In the medium-term, the FCA said in the policy statement document that they will consider expanding the labels to pension products, noting that “that the potential harms we are seeking to address with this regime may also arise with these products”.
“Pension fund capital going to sustainable and impact investments is essential for the transition, so the move to incorporate pension fund products in the regime is important,” O’Leary from Pensions for Purpose noted.
“It is not the whole story though and more needs to be done to get pension funds invested in private markets where some of the most significant sustainable and impact opportunities sit, but also integrating sustainability in all investment products rather than via separate regimes.”
However, pension schemes are already subject to “intense climate change governance and disclosure requirements, through Task Force on Climate-related Financial Disclosures (TCFD) reporting”, pointed out Tsang from the PLSA.
Tsang said the FCA’s planned expansion of the SDR to pension products will therefore need to be “carefully considered […] to ensure that there isn’t unnecessary overlap of purpose and outputs, which would take away precious resource from the day-to-day running of a pension fund”.
Nonetheless, if pension products are successfully integrated under the SDRs, the PRI’s Pirovska noted that this will promote a more integrated, sustainability-focused disclosure regime across the financial system. This, in turn, will “make it easier for trustees to meet their obligations in the long run”.
Pirovska called on the FCA to work with the UK’s Department for Work and Pensions and The Pensions Regulator to ensure that any requirement for pension schemes to provide SDR-type data to their members is delivered via pension fund regulation, rather than fund manager regulation.

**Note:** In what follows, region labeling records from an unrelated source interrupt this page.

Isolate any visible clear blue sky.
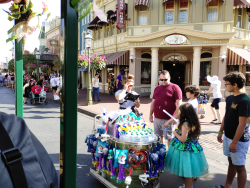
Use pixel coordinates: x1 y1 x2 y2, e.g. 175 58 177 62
0 0 61 62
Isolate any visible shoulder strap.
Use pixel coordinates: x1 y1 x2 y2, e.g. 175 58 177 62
0 122 28 188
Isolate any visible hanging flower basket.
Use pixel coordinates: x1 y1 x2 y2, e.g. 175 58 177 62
25 63 37 73
90 55 107 70
40 63 49 73
2 68 9 73
78 54 89 69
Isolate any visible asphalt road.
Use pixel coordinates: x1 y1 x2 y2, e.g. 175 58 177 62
0 87 250 188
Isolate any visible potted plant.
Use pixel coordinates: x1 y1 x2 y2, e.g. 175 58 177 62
78 54 89 69
90 55 107 70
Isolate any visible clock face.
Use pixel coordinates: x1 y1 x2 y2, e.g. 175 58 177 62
162 35 190 45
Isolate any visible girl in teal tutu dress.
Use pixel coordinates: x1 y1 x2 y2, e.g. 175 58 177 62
165 103 208 188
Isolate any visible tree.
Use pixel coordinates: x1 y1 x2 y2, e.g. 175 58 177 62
8 59 15 72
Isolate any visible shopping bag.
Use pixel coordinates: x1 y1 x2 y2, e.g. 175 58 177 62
198 104 206 114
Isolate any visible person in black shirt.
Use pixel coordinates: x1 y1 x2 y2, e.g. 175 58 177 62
217 72 250 188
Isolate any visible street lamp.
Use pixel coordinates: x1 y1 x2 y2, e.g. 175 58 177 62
85 30 93 106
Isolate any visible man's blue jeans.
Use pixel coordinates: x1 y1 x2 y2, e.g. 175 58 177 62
92 87 99 100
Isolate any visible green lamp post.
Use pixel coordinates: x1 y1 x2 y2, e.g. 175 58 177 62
85 30 93 106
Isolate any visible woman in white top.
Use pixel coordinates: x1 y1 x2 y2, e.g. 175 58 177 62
115 75 140 112
204 76 222 125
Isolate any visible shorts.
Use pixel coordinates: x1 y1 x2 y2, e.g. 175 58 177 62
223 135 249 166
211 98 221 110
154 118 174 140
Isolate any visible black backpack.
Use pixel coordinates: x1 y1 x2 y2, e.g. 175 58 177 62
0 112 59 188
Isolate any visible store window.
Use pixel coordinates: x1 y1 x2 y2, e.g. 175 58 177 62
199 61 211 86
165 0 174 23
246 66 250 86
227 65 239 73
179 0 189 23
237 8 242 28
141 61 151 84
139 5 148 25
208 0 219 22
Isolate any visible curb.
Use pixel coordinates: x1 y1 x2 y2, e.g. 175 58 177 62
46 98 99 119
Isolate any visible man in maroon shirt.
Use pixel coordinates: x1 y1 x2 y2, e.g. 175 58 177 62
149 70 182 146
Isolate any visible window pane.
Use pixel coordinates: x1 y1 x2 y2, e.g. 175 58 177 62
237 16 241 28
179 10 188 23
200 61 211 86
165 11 174 23
166 0 174 9
209 0 219 6
180 0 189 8
208 8 218 22
139 12 147 25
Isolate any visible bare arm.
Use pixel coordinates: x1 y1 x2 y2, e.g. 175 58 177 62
173 123 189 143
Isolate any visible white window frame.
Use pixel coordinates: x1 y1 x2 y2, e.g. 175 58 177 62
138 5 148 25
207 0 220 22
178 0 189 23
164 2 175 24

In the nearer-term, O’Leary emphasised the importance of pension funds continuing to scrutinise asset managers “beyond the fund level” to understand how sustainability is embedded within the organisation, including in their governance, resources, budget, and incentivisation.
“Alignment on sustainability is an important element of understanding an organisation’s commitment to sustainability and any potential reputational risk,” she said.

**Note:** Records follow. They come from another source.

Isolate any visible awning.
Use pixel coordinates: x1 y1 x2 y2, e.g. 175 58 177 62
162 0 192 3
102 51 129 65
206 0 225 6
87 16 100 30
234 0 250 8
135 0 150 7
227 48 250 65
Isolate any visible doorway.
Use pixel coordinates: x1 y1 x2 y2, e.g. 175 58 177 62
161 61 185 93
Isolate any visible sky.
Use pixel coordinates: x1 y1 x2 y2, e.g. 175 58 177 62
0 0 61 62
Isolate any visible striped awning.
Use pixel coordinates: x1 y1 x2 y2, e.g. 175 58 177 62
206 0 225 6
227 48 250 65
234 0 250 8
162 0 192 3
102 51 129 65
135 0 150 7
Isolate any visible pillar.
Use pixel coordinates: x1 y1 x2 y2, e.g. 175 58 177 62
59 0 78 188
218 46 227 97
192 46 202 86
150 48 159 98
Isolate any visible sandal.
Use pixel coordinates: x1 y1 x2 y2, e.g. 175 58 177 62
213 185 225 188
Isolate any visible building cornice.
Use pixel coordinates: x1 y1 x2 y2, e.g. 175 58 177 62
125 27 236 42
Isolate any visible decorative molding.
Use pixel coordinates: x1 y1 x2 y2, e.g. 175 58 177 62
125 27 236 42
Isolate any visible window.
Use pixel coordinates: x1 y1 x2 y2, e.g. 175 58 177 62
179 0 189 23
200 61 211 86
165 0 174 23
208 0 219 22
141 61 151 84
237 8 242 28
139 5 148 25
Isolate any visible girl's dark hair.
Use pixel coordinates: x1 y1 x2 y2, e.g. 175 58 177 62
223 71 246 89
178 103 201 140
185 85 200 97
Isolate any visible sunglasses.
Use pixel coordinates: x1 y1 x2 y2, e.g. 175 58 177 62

Additionally, the document provides comparisons to other sustainability fund-focused disclosure and labelling regimes – most notably, the EU’s Sustainable Finance Disclosure Regulation (SFDR), which is currently under review.
The UK SDRs and the EU’s SFDR do not currently completely align, O’Leary acknowledged, adding that it is therefore “tricky” for asset managers to navigate differing requirements, which may mean that they decide to only opt for one regime – or neither – to avoid potential reputational risk.
“The SDR categories are, however, clearer and therefore easier for an investor to interpret and seek alignment with,” added O’Leary.